Writers, I hear your collective thoughts right now. Yes indeed, it IS just like a great critique group. So with this in mind and a great many critique groups having come my way through the years, I want to underline the fabulous points the article made about how great critique groups work--call it a braintrust if you will, it's still a critique group.
1. The author is the boss. Oh my goodness, there are some critiquers who are adamant that their suggestions must be taken or your manuscript will burst into flames. Nope. It won't. And even though you may have ultra-bossy critiquers, you are the author and you must feel free to be so.
2. Storytellers are your best bet for critique buddies...at least that's how the article slants. I know many who are happy with good readers who've never thought to write on their own...but they have to be readers and not just people who like you enough to wade through your manuscript. Basically what you want is honesty from someone with perspective on the craft.
3. I liked that the article said what you want are people who can give you a great many ideas in a short amount of time.
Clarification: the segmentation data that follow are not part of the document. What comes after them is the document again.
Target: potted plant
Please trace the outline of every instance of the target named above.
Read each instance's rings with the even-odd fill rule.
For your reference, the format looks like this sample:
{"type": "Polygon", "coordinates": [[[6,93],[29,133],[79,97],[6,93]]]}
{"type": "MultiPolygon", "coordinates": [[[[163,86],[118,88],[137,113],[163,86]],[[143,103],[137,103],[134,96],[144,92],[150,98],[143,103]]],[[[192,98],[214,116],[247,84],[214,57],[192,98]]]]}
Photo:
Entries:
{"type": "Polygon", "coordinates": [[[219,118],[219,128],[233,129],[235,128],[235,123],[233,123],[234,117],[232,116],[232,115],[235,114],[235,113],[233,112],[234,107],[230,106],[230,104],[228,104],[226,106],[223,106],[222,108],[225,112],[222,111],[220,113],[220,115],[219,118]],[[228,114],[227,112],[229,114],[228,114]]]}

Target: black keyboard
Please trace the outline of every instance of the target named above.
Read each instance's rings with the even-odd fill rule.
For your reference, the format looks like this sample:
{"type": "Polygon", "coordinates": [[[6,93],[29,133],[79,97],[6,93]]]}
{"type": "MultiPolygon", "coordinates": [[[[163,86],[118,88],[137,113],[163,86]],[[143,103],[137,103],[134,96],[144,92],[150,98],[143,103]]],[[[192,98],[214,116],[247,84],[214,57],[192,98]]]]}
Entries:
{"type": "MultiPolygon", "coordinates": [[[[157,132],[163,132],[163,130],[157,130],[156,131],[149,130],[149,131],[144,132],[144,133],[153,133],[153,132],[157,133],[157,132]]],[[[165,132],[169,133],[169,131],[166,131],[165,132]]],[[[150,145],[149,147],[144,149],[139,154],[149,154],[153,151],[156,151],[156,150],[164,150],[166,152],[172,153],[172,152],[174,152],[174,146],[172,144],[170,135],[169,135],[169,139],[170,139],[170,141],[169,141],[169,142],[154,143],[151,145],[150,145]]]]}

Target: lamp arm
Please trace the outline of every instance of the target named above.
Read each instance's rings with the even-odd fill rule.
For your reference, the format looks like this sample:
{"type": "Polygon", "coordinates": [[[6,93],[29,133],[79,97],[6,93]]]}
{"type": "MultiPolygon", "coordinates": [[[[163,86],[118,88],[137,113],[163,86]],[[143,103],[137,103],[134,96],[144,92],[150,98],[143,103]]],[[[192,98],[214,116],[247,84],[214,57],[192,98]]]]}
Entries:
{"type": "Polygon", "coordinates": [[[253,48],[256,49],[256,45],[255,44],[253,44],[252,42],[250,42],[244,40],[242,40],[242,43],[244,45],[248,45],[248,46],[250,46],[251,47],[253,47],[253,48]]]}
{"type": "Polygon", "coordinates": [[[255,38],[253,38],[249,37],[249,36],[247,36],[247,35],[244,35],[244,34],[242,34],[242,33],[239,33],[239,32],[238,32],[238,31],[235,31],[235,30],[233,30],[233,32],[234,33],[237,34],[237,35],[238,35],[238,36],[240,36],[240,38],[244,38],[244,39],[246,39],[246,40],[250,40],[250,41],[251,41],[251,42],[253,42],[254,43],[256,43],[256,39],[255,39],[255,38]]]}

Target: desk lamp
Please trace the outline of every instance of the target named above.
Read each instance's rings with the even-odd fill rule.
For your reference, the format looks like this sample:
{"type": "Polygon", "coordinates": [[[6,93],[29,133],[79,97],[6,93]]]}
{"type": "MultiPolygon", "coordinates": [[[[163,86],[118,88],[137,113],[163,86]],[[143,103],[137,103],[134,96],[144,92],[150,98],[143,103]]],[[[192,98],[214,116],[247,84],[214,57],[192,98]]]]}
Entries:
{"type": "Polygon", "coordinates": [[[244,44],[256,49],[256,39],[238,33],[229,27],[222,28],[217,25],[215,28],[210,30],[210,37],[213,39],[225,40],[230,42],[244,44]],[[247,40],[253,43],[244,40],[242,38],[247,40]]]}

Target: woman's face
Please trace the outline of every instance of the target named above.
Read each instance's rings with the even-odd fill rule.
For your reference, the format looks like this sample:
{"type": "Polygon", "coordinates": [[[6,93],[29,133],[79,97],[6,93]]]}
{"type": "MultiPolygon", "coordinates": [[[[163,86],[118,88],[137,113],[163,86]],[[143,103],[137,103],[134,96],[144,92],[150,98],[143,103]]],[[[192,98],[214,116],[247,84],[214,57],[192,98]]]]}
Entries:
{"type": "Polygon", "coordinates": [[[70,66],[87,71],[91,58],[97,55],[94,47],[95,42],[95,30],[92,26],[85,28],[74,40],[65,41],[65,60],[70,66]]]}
I can vouch for this being liberating. Instead of one thing you can do to improve your story, it's nice to have many things to choose from. When you're making something up from scratch, it helps to remember that there isn't one correct path. There really isn't. And it helps you remain in control, too. Let idea lead to idea. Then you can choose the best from a bunch, not just the one you thought of first or the one the bossy critiquer is pushing.
4. Finally, you need to do your part when you're critiquing. Express what's going right with a manuscript, SOMETHING is going right. And offer honest feedback. I know it's hard--if they don't want your honesty, they'll quit coming to you. But any writer worth print must learn to love the honesty. So be that honest, affirming, idea-offering critiquer. Don't be the bossy one. Offer suggestions, offer ideas, and realize that your idea sitting there in a room full of people is just one of many and you are not the author, nor (probably) the best critiquer on the planet, so keep it in perspective.
5. Take your critiques with a smile and a thank you. You can write mean things about your critique group in your journal at home afterward, if need be, but they are trying and they gave you their time, even if you didn't like what they had to say.
So there you go. Everyone can be a little Pixar, even if you're currently, well, not part of Pixar.